Campus Ministry applications for the 2021-2022 Big Brother and Senior Retreat Leadership programs recently became available for the junior class.
The Big Brother program is meant to introduce incoming freshmen to the Loyola community and teach them about the school’s traditions, while the Senior Retreat Leadership program is supposed to foster the growth and development of the junior class through small group discussions at the Junior Leadership Retreat.
Campus Ministry Program Coordinator Christian Astran said, “I think the most important value articulated by all of these programs is the value of Servant Leadership as an all-encompassing call to change how they live out their lives on a daily basis.”
With limited spots available, these programs tend to be very selective. Campus Ministry tries to choose students who have proven themselves as leaders in the Loyola community and are willing to serve their Cubs brothers above all else.
Astran added, “Servant leaders are not the loudest people in the room or the highlight grabbing leader, they are the person willing to sacrifice their own success and glory to make a huge difference in the lives of their communities.”
Many of the juniors applying to these programs attended the Junior Leadership Retreat to learn about becoming servants of the community. Through group discussions and activities, students learned valuable lessons about becoming leaders who can better serve their communities and influence others to do the same.
Junior Jack Wynperle said, “The retreat made me consider what it means to go from being a member of the Loyola community to being a leader of the community. The self-reflection we did allowed me to consider what my strengths are and how I can use them to better serve those around me, which I feel will make me a much better Big Brother.”
In addition to teaching servant leadership, the retreat encourages many Cubs to leave their comfort zones and seek leadership opportunities where they can share their experiences with younger students.
Junior Spencer Lee said, “My experience at the retreat gave me the opportunity to engage in an open discussion with my peers. The candid discussions allowed me to open up and create a safe space where I felt comfortable around my fellow Cubs all the time. As a Big Brother, I want to share my experience of honesty and have incoming freshmen open up, cementing our community as one of inclusion.”

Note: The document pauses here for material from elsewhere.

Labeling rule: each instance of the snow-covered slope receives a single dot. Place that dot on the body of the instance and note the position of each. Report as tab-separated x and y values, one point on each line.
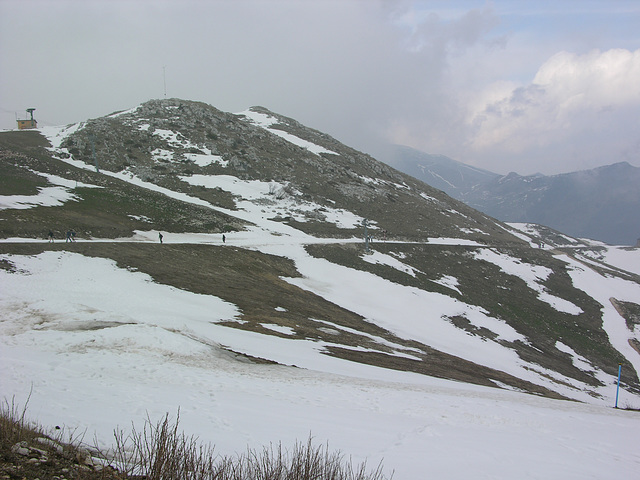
104	339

The retreat also utilized group activities to emphasize the importance of working together, which is something Loyola wants from their leaders.
Junior Jack Shoemaker said, “The biggest lesson I learned on the retreat was how important it is to have every person in the group work together. We learned how we are as only strong as our weakest link. The games and problems we had to solve showed this very clearly. If one person was not being productive, the whole group would slowly follow those same actions.”
Shoemaker concluded, “I am really excited to see how successful our Big Brother groups will be after learning these [retreat]skills. I feel that if everyone is willing to be selfless and give up glory, we should be able to grow as a group and people.”